Unsloth your DGX Spark

TL/DR

The NVIDIA DGX Spark is a powerful little devbox for local model development, boasting 128GB of unified memory despite its compact size. To truly unleash its potential with tools like Unsloth, you need to navigate a few key challenges:

  • Official NVIDIA PyTorch Image is Key: Leverage NVIDIA’s optimized PyTorch Docker image for maximum performance on the B10 chip.
  • UV for Dependency Management: Use uv to create a virtual environment, allowing you to pin specific library versions while utilizing the optimized PyTorch from the base image.
  • Block PyTorch with UV: Prevent uv from reinstalling PyTorch by using override-dependencies in your pyproject.toml.
  • TORCH_CUDA_ARCH_LIST Override: Correctly set or unset TORCH_CUDA_ARCH_LIST to 12.0 for successful xformers compilation.
  • Custom xformers Build: Install xformers from a custom source branch that supports CUDA 12.1 until the official merge.
  • Upgrades: When upgrading base image - virtual environment needs to be recreated
  • Full repo with code: code is here

Unsloth Your DGX Spark: A Deep Dive

The NVIDIA DGX Spark, a compact yet capable development box, offers an enticing platform for local large model fine-tuning with its impressive 128GB unified memory on a B10 chip.
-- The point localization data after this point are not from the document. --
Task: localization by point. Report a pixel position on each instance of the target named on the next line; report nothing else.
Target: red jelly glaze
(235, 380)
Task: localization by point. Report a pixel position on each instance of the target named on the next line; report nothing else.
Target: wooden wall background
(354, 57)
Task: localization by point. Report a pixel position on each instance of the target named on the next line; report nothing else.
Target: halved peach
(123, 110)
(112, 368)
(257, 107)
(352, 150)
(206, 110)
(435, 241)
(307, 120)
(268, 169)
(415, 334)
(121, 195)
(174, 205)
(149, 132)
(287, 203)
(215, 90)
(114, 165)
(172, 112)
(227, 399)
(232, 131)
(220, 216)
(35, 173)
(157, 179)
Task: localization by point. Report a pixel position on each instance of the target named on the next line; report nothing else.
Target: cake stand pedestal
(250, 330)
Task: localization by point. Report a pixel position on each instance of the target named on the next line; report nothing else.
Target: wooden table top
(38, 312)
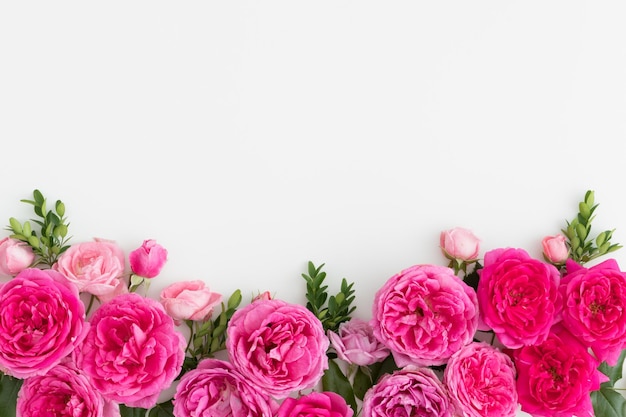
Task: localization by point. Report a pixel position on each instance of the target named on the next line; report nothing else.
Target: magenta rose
(132, 351)
(280, 347)
(595, 307)
(412, 391)
(43, 320)
(481, 381)
(319, 404)
(518, 297)
(424, 314)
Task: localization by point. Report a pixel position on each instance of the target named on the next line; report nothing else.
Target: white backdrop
(251, 137)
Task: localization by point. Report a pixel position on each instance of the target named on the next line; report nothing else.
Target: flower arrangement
(475, 336)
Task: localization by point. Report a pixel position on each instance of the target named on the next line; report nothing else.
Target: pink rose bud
(459, 243)
(148, 260)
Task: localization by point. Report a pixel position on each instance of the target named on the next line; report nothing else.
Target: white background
(251, 137)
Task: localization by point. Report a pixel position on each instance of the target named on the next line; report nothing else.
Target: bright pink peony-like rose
(412, 391)
(132, 351)
(595, 307)
(481, 381)
(518, 296)
(280, 347)
(43, 320)
(217, 389)
(424, 314)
While not a speed demon, its memory capacity makes it a serious contender for experimenting with substantial models. However, getting the most out of it, especially with performance-critical libraries like Unsloth, requires a careful setup.

The Foundation: NVIDIA’s Optimized PyTorch

NVIDIA strongly recommends using their official Docker image for PyTorch development on DGX Spark. This isn’t just a suggestion; it’s a performance imperative. The image, specifically nvidia/pytorch, contains a custom PyTorch build highly optimized for NVIDIA GPUs, including the Blackwell architecture found in the DGX Spark (B10 chip). It also includes pre-optimized versions of triton and torchvision. Using this image simplifies dependency management and ensures you’re squeezing every bit of performance out of your hardware.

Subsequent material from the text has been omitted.